Press Release


FOR IMMEDIATE RELEASE

IRAN VIEW FROM HERE

Photos by: Kamran Ashtary & Tori Egherman
Text by: Kamran Ashtary and Tori Egherman with an afterward by Thomas Erdbrink
Design by: Kamran Ashtary
Published by: Ashtary Design & Deem Communications
Printed: Armenia 2007
ISBN: 978-99941-2-067-3

Contact:
Kamran Ashtary
kamran.ashtary (AT) gmail (DOT) com
Tori Egherman
tori.egherman (AT) gmail (DOT) com
For high-resolution images, for purchase information, for interviews, or for any other information about the book, contact Tori Egherman.

Download a pdf file of the complete press release with text and images (509 kb)

Everything that you can say about Iran is true.

Perhaps the biggest cliché about Iran is the truest: that it is a country of paradoxes, surprises, and contradictions. A man raises his fist into the air, shouts Down with America, and then welcomes an American into his house. A woman in a chador advocates for an end to Iran’s restrictions on women’s dress while the one in the tight jacket and barely-there scarf claims that she has no problems with the restrictions. Mullahs provide dating services and write Weblogs. A snowy day in north Tehran looks like a winter wonderland postcard.

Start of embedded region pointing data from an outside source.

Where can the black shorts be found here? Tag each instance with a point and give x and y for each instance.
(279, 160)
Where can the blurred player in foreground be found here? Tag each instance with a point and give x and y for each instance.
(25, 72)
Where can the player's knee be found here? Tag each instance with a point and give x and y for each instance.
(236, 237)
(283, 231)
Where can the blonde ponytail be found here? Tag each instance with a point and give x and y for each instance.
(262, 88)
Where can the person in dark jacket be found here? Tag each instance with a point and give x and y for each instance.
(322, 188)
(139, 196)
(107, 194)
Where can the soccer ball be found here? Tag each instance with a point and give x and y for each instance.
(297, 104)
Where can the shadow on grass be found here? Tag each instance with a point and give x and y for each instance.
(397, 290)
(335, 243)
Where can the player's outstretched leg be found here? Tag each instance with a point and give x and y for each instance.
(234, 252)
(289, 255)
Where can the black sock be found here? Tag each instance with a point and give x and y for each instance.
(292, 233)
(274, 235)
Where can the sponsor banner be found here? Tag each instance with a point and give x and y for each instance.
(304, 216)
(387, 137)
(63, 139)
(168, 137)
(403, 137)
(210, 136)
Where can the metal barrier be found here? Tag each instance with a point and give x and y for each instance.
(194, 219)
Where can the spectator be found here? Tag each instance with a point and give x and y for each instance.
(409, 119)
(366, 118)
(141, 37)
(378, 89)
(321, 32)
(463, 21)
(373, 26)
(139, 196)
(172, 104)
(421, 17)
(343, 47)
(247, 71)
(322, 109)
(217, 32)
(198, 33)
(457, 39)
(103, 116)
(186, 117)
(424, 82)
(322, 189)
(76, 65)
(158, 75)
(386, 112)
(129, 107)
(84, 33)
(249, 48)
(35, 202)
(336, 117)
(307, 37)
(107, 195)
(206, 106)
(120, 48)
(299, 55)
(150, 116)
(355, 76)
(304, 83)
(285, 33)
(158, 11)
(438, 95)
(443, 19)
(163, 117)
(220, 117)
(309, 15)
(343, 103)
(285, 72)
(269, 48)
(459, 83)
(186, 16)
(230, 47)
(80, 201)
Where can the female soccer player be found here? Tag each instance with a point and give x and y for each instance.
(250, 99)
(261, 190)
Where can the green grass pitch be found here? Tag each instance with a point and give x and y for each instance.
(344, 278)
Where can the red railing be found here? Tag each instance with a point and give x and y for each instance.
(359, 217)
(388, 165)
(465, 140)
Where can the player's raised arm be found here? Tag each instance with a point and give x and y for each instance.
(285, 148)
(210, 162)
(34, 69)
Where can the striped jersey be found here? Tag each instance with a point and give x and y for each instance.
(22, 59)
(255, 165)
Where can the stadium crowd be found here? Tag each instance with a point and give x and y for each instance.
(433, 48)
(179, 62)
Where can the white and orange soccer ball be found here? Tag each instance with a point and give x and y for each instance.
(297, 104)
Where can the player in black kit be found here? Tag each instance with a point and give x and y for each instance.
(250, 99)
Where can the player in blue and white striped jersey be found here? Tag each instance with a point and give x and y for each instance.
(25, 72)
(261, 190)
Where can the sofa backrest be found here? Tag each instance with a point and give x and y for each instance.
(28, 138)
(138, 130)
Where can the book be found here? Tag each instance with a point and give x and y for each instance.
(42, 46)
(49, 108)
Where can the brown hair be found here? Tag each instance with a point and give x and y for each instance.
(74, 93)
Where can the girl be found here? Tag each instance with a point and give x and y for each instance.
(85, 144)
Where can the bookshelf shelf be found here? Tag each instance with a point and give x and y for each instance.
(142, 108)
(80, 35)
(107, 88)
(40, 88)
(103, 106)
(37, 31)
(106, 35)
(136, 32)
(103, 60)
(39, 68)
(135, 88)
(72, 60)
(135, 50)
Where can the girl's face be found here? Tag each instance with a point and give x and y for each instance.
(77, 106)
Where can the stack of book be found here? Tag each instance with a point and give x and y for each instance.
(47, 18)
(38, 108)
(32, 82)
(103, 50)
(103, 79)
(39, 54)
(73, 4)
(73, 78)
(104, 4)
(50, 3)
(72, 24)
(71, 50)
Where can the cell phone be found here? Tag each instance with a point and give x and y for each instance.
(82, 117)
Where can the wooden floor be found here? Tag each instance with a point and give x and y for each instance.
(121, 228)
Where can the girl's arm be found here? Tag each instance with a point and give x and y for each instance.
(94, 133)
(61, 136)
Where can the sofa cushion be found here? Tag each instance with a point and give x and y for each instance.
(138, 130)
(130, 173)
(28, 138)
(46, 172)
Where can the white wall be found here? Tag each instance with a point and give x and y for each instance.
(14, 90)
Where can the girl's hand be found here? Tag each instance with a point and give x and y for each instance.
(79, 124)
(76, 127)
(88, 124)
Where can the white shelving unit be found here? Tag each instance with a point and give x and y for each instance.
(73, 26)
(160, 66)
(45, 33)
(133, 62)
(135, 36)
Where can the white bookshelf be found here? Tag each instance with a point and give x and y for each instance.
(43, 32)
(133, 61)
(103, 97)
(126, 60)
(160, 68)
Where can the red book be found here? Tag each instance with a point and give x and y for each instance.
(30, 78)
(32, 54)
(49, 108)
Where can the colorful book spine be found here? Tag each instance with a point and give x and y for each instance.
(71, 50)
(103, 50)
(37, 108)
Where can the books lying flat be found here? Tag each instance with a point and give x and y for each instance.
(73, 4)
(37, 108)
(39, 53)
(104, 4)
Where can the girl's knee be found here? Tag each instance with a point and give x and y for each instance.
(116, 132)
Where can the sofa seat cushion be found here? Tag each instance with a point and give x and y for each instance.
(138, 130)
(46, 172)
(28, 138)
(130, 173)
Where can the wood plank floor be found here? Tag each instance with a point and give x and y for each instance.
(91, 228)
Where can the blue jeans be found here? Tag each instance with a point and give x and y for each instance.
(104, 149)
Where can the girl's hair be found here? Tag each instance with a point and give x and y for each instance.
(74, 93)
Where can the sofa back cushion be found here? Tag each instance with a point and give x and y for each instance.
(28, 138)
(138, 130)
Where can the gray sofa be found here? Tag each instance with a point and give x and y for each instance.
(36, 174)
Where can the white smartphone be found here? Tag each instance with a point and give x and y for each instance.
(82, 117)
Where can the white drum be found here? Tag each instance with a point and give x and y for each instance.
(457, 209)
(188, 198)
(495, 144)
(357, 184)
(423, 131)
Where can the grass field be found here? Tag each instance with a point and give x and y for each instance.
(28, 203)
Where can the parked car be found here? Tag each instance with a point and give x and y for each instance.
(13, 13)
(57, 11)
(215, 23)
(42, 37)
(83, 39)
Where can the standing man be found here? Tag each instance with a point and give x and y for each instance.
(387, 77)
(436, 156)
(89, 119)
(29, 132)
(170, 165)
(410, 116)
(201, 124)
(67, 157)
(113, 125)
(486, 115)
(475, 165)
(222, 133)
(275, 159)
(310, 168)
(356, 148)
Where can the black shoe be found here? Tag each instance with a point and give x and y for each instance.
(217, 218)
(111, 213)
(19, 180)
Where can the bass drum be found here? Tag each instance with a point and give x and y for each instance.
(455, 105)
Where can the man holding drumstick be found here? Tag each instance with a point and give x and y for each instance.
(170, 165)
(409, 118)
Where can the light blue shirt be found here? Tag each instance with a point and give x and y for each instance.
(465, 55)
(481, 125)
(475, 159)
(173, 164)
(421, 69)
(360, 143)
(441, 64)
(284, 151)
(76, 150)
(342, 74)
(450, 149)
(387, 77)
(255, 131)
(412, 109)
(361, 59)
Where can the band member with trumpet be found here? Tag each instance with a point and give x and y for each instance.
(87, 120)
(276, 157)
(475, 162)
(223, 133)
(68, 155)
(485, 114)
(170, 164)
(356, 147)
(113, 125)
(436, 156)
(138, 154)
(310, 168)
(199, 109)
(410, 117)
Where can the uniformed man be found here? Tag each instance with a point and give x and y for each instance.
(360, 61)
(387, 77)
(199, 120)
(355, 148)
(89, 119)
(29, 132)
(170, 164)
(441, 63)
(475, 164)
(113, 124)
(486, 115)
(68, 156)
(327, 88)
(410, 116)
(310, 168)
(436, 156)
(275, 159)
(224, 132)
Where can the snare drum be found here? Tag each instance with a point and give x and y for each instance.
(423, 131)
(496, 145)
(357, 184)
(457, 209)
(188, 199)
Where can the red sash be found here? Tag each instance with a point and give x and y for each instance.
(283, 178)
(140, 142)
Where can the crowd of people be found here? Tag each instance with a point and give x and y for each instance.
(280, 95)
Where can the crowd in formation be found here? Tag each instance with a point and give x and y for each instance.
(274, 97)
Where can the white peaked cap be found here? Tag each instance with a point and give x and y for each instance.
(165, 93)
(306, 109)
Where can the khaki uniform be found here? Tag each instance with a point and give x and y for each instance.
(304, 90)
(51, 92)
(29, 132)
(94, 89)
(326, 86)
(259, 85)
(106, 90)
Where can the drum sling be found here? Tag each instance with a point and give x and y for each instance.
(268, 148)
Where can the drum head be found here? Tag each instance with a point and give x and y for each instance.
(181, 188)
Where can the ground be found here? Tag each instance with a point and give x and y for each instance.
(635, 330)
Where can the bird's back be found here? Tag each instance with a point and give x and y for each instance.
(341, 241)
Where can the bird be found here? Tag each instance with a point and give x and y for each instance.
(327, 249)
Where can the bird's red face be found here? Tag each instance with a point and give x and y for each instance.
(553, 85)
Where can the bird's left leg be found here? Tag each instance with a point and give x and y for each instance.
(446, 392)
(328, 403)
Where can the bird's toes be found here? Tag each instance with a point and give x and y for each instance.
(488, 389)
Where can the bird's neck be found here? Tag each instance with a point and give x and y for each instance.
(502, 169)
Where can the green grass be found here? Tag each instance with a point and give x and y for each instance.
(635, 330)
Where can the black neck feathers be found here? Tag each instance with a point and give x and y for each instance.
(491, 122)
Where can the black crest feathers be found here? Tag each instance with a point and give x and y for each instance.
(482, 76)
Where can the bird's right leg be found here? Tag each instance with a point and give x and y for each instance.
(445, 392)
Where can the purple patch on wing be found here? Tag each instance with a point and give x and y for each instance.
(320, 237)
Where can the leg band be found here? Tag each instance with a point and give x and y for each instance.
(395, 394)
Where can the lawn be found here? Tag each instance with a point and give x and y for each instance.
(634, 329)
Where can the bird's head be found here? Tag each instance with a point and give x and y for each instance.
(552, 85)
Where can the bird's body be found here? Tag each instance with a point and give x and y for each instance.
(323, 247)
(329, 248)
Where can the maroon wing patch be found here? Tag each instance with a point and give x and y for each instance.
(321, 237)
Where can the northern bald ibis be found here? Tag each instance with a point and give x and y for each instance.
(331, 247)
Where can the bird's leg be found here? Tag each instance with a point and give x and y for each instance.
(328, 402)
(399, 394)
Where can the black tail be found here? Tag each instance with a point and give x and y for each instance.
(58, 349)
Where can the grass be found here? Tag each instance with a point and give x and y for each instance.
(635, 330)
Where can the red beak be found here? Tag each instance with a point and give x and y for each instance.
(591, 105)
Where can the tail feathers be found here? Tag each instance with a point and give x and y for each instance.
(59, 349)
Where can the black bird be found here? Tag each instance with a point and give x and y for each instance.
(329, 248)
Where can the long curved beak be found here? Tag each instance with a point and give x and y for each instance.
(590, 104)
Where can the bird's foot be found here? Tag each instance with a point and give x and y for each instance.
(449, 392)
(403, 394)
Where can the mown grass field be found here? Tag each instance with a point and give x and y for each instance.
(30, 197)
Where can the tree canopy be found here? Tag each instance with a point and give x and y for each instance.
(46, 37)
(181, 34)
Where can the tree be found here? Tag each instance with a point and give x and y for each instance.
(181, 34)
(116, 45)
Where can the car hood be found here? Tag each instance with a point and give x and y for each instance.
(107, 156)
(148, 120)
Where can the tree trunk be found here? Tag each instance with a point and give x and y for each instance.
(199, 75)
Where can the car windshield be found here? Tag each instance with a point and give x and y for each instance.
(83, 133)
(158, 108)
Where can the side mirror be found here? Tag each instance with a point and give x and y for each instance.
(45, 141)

Iran: View from Here features photographs taken over three years of living in Iran. It is a personal account that features images of Iran that not only include the snow-covered mountains and desert expanses that surround the county but also images that illustrate the culture of Iran: images of mourning and celebration, of day-to-day life, and of special events. The book captures an Iran that eludes the casual visitor and often escapes the notice of professional photographers.

Like many returning Iranians, Kamran returned to his home country when his mother fell ill – his first visit in the twenty two years since he had left. A few months later he made another visit, this time bringing his wife, Tori, along. What was meant as three-month tour became a three-year odyssey.

This book visually documents their last three plus years in Iran: the time when they called Tehran “home.”